And the answer is, every so often you get a night like this. My guess for tonight was Confess, Fletch: other people were looking at the top picks coming out of the Venice festival and suggesting Tar (although I think they have to warn people if the surprise film is going to be so long that people miss their last train home). When Michael Blyth comes on stage to ask the audience for their suggestions (running scared, Tricia?), the people to one side of us are all yelling for The Menu, so at least they're happy. As am I: surprise films are always the most interesting when they're ones that you know literally nothing about in advance, as is the case here.
Mark Mylod's film is set in an ultra-fancy restaurant, located on an island that can only be reached by the restaurant's own ferryboat. It takes a maximum of a dozen or so diners a night; we're initially introduced to just two of them, young couple Tyler (Nicholas Hoult) and Margot (Anya Taylor-Joy), but we'll get to meet the rest of them in time. Chef Slowik (Ralph Fiennes) is in charge of the kitchen, which means that only people who can afford to pay a couple of grand for a dinner will ever see the inside of it. But as one of the diners suggests, you pay for the experience. They’re not wrong.

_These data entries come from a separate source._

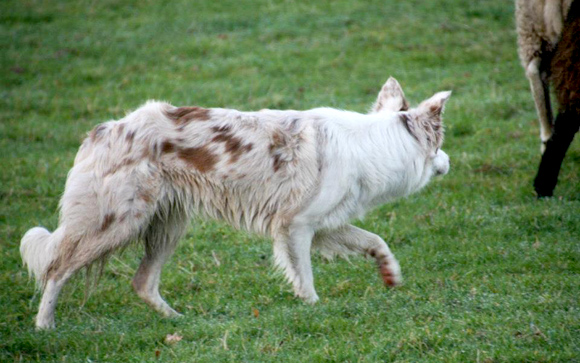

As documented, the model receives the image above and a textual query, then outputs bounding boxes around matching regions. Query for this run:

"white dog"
[21,77,450,329]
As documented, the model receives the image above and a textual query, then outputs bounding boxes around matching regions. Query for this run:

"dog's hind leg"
[35,217,146,329]
[132,206,189,317]
[35,268,73,330]
[313,224,401,287]
[273,225,318,303]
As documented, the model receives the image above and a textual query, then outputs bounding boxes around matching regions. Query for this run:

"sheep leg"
[534,110,580,197]
[526,57,554,152]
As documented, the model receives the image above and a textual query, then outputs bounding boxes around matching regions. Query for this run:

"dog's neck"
[350,116,431,204]
[299,111,433,229]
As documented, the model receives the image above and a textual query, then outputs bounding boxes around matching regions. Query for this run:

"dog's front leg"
[273,225,319,304]
[314,225,402,287]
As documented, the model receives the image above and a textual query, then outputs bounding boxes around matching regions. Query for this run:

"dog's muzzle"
[433,150,450,176]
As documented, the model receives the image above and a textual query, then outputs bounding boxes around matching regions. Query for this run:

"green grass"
[1,0,579,361]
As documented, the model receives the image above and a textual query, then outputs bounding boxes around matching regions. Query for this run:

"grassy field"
[1,0,579,361]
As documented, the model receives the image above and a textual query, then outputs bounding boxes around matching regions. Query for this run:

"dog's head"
[372,77,451,177]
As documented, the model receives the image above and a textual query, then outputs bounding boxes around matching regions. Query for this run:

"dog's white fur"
[21,77,450,329]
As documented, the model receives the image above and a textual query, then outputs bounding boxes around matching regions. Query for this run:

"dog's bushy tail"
[20,226,65,289]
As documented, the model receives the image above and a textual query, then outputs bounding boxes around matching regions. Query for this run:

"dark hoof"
[534,186,554,198]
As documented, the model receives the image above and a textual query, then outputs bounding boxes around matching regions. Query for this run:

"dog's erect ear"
[371,77,409,113]
[417,91,452,119]
[403,90,451,149]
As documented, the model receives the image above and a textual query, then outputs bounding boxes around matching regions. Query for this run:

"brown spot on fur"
[269,132,284,153]
[272,154,283,172]
[178,145,218,173]
[218,134,241,153]
[400,114,419,142]
[269,131,288,172]
[166,106,211,124]
[100,212,116,231]
[161,141,176,154]
[137,189,153,203]
[212,125,232,133]
[379,264,397,287]
[429,104,441,116]
[140,146,152,161]
[90,124,108,142]
[383,275,396,287]
[211,128,252,164]
[212,134,227,144]
[126,130,136,143]
[271,131,284,147]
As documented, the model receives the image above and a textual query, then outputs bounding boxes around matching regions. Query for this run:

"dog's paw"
[162,308,183,319]
[379,258,402,287]
[35,317,56,331]
[297,292,320,304]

What we've got here is a caustic satire on high-end restaurants and the people who can afford to eat there: we get to enjoy the ridiculous conceptual ideas behind Slowik's dishes, and the hilarious reactions of the diners to them. It's not an especially subtle satire: the script is by Seth Reiss and Will Tracy, who both work for The Onion, a publication that knows you have to go in hard when you need to. This means there are some tricky switches in tone as the film goes on, but Mylod negotiates them as confidently as he does when he's working on Succession. (There's potentially a thesis to be written on the trajectory of Mylod's directing career, which started out thirty years ago on the likes of The Fast Show and Shooting Stars.) It's terrific to see Ralph Fiennes having fun on screen again, and the rest of the cast back him up brilliantly. As a surprise film, it's an unabashed crowdpleaser: as a film programmed by someone who wants to finish their time in a job with a grand gesture, this one's pretty much ideal.